OPENOBSERVE_AUTH_TOKEN="Basic <your_base64_token>"
# Ollama base URL (change if Ollama is running on a different host)
OLLAMA_HOST=http://localhost:11434
Instrumentation
Call OllamaInstrumentor().instrument() before any Ollama client is created.
from opentelemetry.instrumentation.ollama import OllamaInstrumentor
from openobserve import openobserve_init
# Instrument before importing the Ollama client
OllamaInstrumentor().instrument()
openobserve_init()
import ollama
# Chat completion
response = ollama.chat(
model="llama3.2",
messages=[{"role": "user", "content": "Explain distributed tracing in one sentence."}],
)
print(response["message"]["content"])
Streaming
stream = ollama.chat(
model="llama3.2",
messages=[{"role": "user", "content": "Write a haiku about observability."}],
stream=True,
)
for chunk in stream:
print(chunk["message"]["content"], end="", flush=True)

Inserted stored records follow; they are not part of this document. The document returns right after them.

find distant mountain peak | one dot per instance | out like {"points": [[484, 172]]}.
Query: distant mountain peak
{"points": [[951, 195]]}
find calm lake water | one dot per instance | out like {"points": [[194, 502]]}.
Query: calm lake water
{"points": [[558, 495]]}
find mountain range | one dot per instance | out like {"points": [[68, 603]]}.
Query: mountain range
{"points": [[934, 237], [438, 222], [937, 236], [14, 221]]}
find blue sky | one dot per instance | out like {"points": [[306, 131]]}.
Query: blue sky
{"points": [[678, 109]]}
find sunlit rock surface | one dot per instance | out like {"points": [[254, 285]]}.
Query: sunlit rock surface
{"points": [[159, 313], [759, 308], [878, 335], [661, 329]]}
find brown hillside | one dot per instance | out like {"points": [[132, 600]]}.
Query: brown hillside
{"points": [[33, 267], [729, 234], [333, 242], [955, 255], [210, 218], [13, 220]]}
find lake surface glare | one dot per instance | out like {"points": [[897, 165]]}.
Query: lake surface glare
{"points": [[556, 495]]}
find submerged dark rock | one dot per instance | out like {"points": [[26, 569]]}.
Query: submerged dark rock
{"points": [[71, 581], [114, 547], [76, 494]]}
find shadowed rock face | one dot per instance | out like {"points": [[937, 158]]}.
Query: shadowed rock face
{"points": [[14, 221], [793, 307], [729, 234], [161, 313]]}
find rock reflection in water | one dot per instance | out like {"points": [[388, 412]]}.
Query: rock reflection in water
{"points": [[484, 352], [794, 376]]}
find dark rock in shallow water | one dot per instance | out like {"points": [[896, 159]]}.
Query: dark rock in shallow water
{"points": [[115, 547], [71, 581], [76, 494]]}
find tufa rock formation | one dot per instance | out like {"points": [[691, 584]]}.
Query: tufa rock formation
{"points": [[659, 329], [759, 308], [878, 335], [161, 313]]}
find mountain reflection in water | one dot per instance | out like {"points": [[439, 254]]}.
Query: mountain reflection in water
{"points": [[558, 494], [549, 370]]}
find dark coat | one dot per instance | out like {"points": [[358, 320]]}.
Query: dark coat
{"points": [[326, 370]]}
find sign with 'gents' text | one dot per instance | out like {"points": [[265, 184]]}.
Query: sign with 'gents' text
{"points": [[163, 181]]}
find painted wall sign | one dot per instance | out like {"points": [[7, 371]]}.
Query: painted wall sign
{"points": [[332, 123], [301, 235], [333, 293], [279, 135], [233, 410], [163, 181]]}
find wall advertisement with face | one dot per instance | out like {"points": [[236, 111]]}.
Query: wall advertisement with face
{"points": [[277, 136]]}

Using the OpenAI-compatible endpoint
If you use Ollama's OpenAI-compatible API (/v1/chat/completions), instrument it with the OpenAI instrumentor instead:
from opentelemetry.instrumentation.openai import OpenAIInstrumentor
from openobserve import openobserve_init
from openai import OpenAI
OpenAIInstrumentor().instrument()
openobserve_init()
client = OpenAI(base_url="http://localhost:11434/v1", api_key="ollama")

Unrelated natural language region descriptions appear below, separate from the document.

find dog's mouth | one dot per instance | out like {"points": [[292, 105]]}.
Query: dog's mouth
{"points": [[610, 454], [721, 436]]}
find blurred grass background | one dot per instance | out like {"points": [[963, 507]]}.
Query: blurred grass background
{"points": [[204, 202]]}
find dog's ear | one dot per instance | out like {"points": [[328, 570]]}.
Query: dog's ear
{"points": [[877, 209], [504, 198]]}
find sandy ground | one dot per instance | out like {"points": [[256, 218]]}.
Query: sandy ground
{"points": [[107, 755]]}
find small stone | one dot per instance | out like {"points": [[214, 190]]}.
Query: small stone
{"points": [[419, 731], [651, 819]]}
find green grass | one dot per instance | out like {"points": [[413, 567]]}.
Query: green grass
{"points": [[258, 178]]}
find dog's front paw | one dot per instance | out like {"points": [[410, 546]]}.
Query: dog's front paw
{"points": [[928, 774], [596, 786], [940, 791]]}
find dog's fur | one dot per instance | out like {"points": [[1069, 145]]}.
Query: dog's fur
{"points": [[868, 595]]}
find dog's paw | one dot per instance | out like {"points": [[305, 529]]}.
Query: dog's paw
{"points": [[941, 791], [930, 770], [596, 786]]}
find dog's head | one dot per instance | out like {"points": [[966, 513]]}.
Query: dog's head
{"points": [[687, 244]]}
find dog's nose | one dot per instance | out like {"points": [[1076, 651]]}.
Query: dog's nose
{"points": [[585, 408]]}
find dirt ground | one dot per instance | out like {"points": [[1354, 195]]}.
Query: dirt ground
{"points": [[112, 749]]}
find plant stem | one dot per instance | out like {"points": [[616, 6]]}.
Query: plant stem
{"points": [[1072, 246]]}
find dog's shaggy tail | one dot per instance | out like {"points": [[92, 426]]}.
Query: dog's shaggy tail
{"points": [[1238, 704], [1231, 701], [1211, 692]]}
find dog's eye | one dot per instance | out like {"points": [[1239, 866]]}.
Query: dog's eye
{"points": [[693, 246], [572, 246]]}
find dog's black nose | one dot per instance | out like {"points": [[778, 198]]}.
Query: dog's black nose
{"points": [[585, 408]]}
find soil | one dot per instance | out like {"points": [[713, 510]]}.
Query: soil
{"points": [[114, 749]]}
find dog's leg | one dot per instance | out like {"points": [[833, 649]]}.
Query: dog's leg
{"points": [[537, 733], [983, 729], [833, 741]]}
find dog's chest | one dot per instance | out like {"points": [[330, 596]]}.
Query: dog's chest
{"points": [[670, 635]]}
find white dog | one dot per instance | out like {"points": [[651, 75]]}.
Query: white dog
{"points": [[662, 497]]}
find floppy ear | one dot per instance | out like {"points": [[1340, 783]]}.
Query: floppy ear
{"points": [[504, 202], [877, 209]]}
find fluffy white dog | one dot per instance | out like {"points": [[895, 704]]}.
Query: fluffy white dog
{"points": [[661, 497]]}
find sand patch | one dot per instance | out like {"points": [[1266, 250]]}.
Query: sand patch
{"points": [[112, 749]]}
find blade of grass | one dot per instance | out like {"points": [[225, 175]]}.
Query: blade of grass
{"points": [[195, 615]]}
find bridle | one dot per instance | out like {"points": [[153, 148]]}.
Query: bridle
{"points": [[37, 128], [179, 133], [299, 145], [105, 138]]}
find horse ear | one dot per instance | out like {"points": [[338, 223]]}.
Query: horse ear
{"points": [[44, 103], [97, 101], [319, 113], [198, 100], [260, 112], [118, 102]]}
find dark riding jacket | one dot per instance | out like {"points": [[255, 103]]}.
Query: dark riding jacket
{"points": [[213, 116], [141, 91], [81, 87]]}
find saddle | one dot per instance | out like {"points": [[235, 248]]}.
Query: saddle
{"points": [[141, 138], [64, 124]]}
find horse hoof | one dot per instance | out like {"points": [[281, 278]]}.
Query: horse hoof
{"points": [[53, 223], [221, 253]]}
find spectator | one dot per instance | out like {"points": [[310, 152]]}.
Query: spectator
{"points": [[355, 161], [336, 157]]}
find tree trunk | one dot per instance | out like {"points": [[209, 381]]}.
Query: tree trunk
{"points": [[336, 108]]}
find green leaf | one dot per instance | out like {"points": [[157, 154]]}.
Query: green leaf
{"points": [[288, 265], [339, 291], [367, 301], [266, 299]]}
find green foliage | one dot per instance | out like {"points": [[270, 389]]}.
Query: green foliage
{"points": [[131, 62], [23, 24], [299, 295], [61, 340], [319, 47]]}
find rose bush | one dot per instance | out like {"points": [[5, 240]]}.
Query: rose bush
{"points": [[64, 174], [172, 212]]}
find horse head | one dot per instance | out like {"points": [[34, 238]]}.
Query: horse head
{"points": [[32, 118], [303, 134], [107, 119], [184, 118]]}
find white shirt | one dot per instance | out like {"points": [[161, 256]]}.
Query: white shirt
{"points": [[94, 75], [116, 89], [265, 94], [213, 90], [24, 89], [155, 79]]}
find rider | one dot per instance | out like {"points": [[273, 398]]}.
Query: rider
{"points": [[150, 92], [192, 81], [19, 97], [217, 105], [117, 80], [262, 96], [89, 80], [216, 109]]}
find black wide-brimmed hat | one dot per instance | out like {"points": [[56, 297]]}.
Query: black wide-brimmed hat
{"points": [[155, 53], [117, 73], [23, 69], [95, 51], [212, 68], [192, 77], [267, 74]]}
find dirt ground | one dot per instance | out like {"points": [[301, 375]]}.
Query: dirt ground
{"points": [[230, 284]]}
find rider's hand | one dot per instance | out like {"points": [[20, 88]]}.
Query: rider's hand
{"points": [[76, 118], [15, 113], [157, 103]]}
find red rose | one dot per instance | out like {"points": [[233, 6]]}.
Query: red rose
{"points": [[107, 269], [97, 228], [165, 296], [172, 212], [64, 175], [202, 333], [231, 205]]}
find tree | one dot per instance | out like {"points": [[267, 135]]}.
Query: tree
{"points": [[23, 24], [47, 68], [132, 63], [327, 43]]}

response = client.chat.completions.create(
model="llama3.2",
messages=[{"role": "user", "content": "Hello!"}],
)
print(response.choices[0].message.content)
What Gets Captured
| Attribute | Description |
|---|---|
gen_ai_request_model |
Model name (e.g. llama3.2) |
gen_ai_usage_input_tokens |
Tokens in the prompt |
gen_ai_usage_output_tokens |
Tokens in the response |
llm_usage_tokens_total |
Total tokens consumed |
llm_usage_cost_input |
Estimated input cost in USD |
llm_usage_cost_output |
Estimated output cost in USD |
gen_ai_system |
ollama |
duration |
End-to-end request latency |
error |
Exception details if the request failed |
Viewing Traces
- Log in to OpenObserve and navigate to Traces
- Click any span to inspect token counts and full request metadata
- Use
gen_ai_request_modelto compare latency across different locally-hosted models
Next Steps
With Ollama instrumented, every local inference call is automatically recorded in OpenObserve — no cloud API key required. From here you can compare token throughput across models, monitor latency for different prompt sizes, and benchmark locally-hosted models side by side.